Overview of Publish
For ASP.NET, .NET Core, and Python apps, you can use the Publish tool to deploy your applications.
What is Publish?
The Publish tool helps you deploy your application to various destinations. Get started by right-clicking your project in Solution Explorer and selecting Publish from the context menu. If you haven't published the project previously, you're asked to choose what service you want to publish to, which could be an IIS server, an Azure service like App Service, a Docker container registry, or an FTP server.
The deployment options are covered elsewhere in the documentation. See A first look at deployment.
If you've already published the project, you'll see the Publish screen, which provides links to the deployed resources, information about the deployment, and a Publish button to republish the application. You can also use the New button to go through the publish process again, which creates a new publish profile.
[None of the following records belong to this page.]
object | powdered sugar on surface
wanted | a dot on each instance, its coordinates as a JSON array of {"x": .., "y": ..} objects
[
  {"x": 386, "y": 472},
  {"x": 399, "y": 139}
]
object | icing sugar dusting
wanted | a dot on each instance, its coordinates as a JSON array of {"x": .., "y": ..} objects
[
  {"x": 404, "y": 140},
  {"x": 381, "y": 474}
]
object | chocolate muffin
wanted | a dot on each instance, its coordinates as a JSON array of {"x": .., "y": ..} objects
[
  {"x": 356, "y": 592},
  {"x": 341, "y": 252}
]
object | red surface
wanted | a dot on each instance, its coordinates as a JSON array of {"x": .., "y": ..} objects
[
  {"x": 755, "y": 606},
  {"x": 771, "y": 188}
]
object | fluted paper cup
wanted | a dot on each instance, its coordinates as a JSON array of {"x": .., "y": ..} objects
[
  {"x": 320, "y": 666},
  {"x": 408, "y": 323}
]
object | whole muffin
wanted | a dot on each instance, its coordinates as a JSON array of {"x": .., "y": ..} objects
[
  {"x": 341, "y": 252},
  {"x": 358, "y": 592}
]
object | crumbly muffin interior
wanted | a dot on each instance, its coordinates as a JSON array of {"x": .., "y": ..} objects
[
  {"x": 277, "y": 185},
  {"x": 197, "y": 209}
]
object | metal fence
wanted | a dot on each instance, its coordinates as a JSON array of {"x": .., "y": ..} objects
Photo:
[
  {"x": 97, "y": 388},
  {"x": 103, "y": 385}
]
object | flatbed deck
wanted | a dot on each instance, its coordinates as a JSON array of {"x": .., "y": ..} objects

Publish uses profiles (.pubxml
files) to allow for multiple project configurations and multiple publish targets for a single project.
Under More actions, you can find options to delete the publish profile, edit settings, or restore it.
Publish profile files (.pubxml files)
The contents of the profile are XML and based on MSBuild.
The Publish profile keeps credentials in a separate, hidden by default file that doesn’t get checked-in.
You can always import publish profiles from IIS and Azure App Service
Visual Studio can help you manage dependencies to Azure services
When you use the Publish tool to deploy your application to Azure, you get the opportunity to configure dependencies to Azure services.
The idea is that you may want to connect to a different SQL database or a different Storage account or a different Key Vault for different environments like testing, QA, pre-prod, and so forth. See Visual Studio Connected Services.